今日は財務会計のH24第21問のオプション取引の問題について解説します。

 

H24 財務・会計 第21問
オプション取引に関する記述として、最も適切なものはどれか。
ア コール・オプションの買いの場合、原資産価格が行使価格を上回ったときにアウト・オブ・ザ・マネーとなる。
イ コール・オプションの買いの場合、原資産価格が行使価格を下回ったときにイン・ザ・マネーとなる。
ウ プット・オプションの買いの場合、原資産価格が行使価格を上回ったときにアット・ザ・マネーとなる。
エ プット・オプションの買いの場合、原資産価格が行使価格を下回ったときにイン・ザ・マネーとなる。

解説

アウト・オブ・ザ・マネー、イン・ザ・マネー、アット・ザ・マネーという用語を知っているかが問われている問題です。

まとめシートでも解説しましたが、
アウト・オブ・ザ・マネーとは、オプションの買い手が権利を行使する価値がない状態、イン・ザ・マネーとは、オプションの買い手が権利を行使する価値がある状態のことをいい、権利行使価格と市場価格が同じ場合はアット・ザ・マネーといいます。

これを踏まえて各選択肢を見ていきましょう。

選択肢アについて、コール・オプションの買いの場合で考えます。
例えば、ドルと円の為替取引において、満期時の権利行使価格が1ドル100円、オプションプレミアムが1円のコールオプションを購入したとします。
もし満期時、1ドル103円となった場合、オプションの買い手は権利を行使することで、1ドル100円で購入することができ、オプションプレミアムの1円を差し引いた2円の利益を得ることができます。

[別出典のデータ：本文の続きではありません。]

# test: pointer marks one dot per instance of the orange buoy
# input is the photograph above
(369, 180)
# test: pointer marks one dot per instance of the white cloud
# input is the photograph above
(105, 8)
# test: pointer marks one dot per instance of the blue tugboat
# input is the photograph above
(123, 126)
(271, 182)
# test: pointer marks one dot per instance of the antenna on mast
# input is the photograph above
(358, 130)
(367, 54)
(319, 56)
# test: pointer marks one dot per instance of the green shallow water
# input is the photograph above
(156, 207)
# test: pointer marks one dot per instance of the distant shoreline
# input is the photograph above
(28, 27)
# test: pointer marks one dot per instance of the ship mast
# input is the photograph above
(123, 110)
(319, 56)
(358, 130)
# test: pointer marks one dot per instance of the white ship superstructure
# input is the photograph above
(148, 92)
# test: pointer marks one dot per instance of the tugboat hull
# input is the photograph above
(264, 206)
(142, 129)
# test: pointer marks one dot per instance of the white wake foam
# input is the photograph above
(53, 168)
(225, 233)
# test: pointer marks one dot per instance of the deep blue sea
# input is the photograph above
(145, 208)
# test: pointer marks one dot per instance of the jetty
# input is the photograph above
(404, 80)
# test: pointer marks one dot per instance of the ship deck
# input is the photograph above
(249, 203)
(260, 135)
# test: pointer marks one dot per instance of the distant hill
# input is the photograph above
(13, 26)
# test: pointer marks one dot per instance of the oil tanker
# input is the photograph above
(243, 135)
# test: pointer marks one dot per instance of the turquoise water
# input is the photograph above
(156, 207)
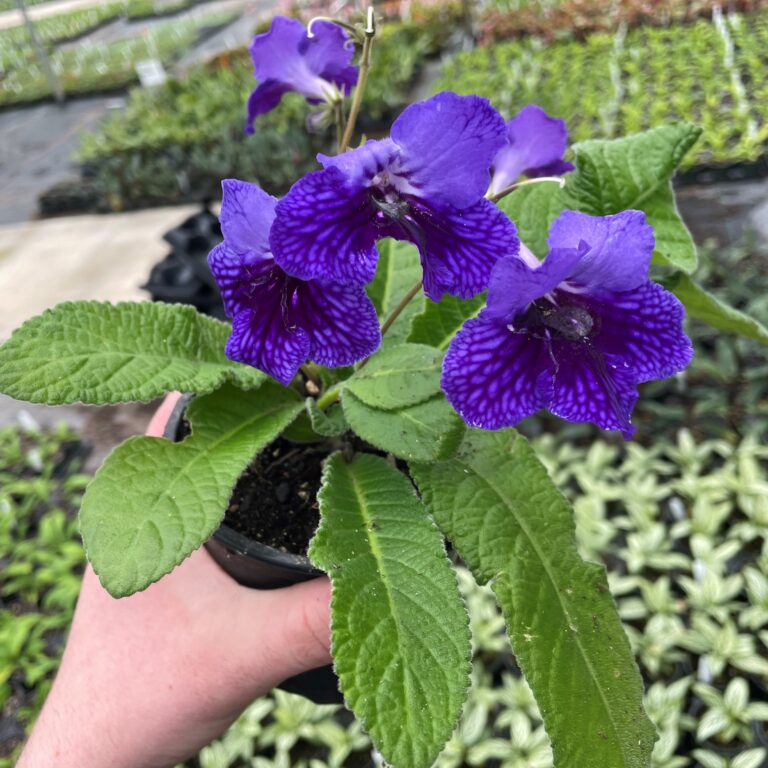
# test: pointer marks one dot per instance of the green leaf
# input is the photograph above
(398, 271)
(674, 243)
(634, 172)
(400, 631)
(398, 376)
(705, 307)
(98, 353)
(439, 322)
(533, 208)
(614, 175)
(328, 423)
(423, 432)
(153, 502)
(509, 523)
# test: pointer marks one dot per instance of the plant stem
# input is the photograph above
(338, 22)
(338, 118)
(512, 187)
(365, 65)
(404, 302)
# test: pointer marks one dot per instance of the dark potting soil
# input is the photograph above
(275, 499)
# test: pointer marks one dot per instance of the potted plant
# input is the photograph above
(400, 408)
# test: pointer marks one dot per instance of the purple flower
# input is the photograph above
(574, 334)
(425, 184)
(535, 147)
(286, 59)
(278, 321)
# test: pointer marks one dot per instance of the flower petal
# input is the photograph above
(620, 248)
(493, 377)
(329, 53)
(281, 55)
(325, 229)
(458, 247)
(447, 145)
(588, 385)
(514, 284)
(644, 329)
(341, 321)
(237, 274)
(264, 99)
(246, 216)
(361, 165)
(261, 339)
(535, 146)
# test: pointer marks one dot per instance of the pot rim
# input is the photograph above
(230, 538)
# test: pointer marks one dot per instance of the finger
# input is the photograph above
(157, 423)
(297, 635)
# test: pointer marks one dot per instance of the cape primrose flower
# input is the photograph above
(278, 321)
(425, 184)
(287, 59)
(574, 334)
(535, 147)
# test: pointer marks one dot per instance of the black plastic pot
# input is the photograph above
(258, 566)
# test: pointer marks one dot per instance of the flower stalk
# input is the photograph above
(494, 198)
(365, 65)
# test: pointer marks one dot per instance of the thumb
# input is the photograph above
(296, 635)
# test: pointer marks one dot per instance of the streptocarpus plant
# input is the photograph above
(330, 332)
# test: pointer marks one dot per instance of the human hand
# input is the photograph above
(148, 680)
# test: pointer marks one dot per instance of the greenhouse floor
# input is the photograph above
(105, 257)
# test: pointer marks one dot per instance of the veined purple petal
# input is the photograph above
(261, 338)
(447, 145)
(329, 53)
(535, 147)
(285, 54)
(264, 99)
(247, 212)
(590, 386)
(362, 165)
(643, 330)
(341, 321)
(620, 249)
(458, 247)
(514, 284)
(493, 377)
(325, 229)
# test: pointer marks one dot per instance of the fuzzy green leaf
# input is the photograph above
(98, 353)
(328, 423)
(398, 270)
(705, 307)
(533, 208)
(635, 172)
(423, 432)
(439, 322)
(153, 502)
(674, 243)
(614, 175)
(509, 523)
(398, 377)
(400, 631)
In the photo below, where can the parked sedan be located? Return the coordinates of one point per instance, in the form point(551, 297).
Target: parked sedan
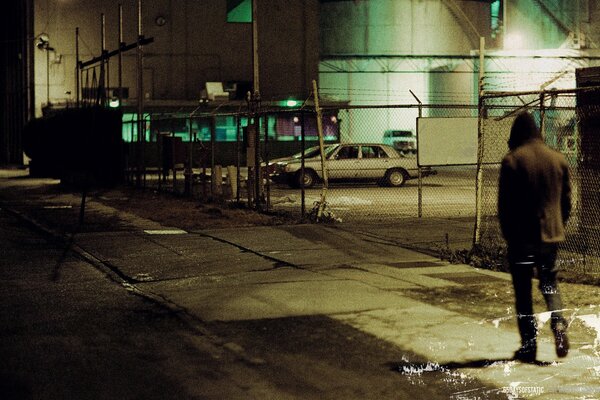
point(349, 162)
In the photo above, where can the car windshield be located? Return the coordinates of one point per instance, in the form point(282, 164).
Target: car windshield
point(313, 152)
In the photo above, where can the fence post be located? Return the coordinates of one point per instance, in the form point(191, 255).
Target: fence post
point(302, 163)
point(419, 176)
point(238, 157)
point(542, 116)
point(188, 173)
point(479, 176)
point(265, 171)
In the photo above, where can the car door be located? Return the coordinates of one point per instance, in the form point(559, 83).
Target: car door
point(343, 164)
point(374, 162)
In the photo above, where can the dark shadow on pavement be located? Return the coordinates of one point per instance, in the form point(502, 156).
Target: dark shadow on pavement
point(406, 367)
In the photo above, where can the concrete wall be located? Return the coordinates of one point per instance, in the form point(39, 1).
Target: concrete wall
point(401, 27)
point(195, 45)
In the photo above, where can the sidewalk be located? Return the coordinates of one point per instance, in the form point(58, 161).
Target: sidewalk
point(458, 318)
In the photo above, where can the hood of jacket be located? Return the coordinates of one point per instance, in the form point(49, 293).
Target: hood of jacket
point(524, 129)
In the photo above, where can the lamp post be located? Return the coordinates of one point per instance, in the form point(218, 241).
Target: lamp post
point(43, 43)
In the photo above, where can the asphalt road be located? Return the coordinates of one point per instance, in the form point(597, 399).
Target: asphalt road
point(77, 325)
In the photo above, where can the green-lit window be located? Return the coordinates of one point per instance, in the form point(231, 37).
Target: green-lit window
point(239, 11)
point(495, 9)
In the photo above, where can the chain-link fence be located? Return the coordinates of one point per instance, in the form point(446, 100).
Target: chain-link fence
point(378, 180)
point(569, 126)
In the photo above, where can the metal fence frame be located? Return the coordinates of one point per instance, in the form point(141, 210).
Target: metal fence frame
point(580, 252)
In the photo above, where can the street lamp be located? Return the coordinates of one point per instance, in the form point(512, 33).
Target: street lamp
point(43, 43)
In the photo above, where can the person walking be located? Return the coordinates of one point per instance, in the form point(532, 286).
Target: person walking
point(534, 204)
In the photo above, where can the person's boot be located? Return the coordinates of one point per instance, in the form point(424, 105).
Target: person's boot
point(528, 330)
point(561, 341)
point(527, 353)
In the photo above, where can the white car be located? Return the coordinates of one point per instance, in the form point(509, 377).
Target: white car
point(348, 162)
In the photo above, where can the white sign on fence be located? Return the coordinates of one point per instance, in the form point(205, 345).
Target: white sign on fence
point(447, 141)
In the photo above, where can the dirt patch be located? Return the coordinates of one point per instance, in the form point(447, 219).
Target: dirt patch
point(186, 213)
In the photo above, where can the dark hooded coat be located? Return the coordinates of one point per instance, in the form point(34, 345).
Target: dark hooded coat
point(534, 194)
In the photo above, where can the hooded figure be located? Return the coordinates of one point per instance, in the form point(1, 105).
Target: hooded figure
point(534, 200)
point(534, 203)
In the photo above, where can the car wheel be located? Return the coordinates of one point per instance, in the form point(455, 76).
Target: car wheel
point(309, 178)
point(395, 177)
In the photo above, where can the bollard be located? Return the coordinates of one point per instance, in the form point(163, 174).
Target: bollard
point(217, 182)
point(232, 179)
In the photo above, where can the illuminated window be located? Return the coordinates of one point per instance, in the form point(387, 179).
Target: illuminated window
point(239, 11)
point(495, 8)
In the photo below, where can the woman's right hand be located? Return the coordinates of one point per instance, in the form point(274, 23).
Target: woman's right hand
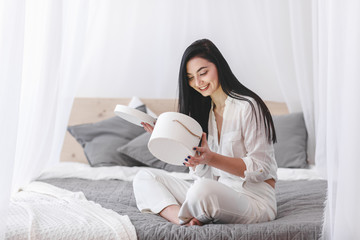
point(148, 127)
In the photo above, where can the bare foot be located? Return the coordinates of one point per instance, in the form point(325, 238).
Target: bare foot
point(193, 222)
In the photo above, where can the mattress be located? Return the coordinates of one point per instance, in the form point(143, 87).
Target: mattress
point(300, 211)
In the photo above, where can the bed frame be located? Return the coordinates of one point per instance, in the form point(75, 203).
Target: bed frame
point(90, 110)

そのため、原資産価格が行使価格を上回ったときは、オプションの買い手が権利を行使する価値があり、イン・ザ・マネーとなります。
そのため、「アウト・オブ・ザ・マネーとなる。」とする選択肢アは誤りです。

選択肢イについては、先ほどの検討で原資産価格が行使価格を上回ったときにイン・ザ・マネーとなることがわかりましたので、逆に原資産価格が行使価格を下回ったときはアウト・オブ・ザ・マネーとなることがわかります。

選択肢ウについては、権利行使価格と市場価格が同じ場合がアット・ザ・マネーですので、誤りです。

選択肢エはその通りで、プット・オプションの買いの場合、原資産価格が行使価格を下回ったときにイン・ザ・マネーとなります。

 

以上から、正解は選択肢エです。

 

 

ただし、この問題、上記のような知識を元にした正統派の解き方ではなく、邪道な解き方もあります。

まずはきちんとした知識を付けることが優先ですので、できればこの問題はしっかり言葉を理解した上で解答できるようになってほしいですが、もし本番の試験のときに全く知らない用語に出くわした時の最終手段ということで、邪道な解き方を説明します。

この問題だけではなく、似たような問題にも使えるかもしれません。

 

まず、選択肢ア~エ全体を見てみます。

すると、選択肢アと選択肢イは「上回ったときにアウト」、「下回ったときにイン」と完全に対になっています。

仮にどちらかが正しかったとすると、もう一方も正しくなければいけないので、正しい選択肢が2つとなり解答が成り立ちません。

よって、選択肢ア、イは×と考えることができます。

 

次に選択肢ウ、エを見てみます。

用語をうろ覚えでは覚えていて、イン・ザ・マネーとアウト・オブ・ザ・マネーどっちがどっちかわからないという状態であれば、アット・ザ・マネーは権利行使価格と市場価格が同じなので、「原資産価格が行使価格を上回ったときに」と書いてある選択肢ウを×とすることができます。

 

また、もし用語を知らなかったとしても、「イン」、「アウト」、「アット」という用語のイメージから、+、-、0という意味ではないかということが推測でき、0という意味だと想定できる「アット・ザ・マネー」は誤りなのではないかと推測できます。

 

このように、仮に用語の意味が全く分からない場合も選択肢の構造によっては正解を導く糸口がありますので、いざという時の参考としていただければと思います。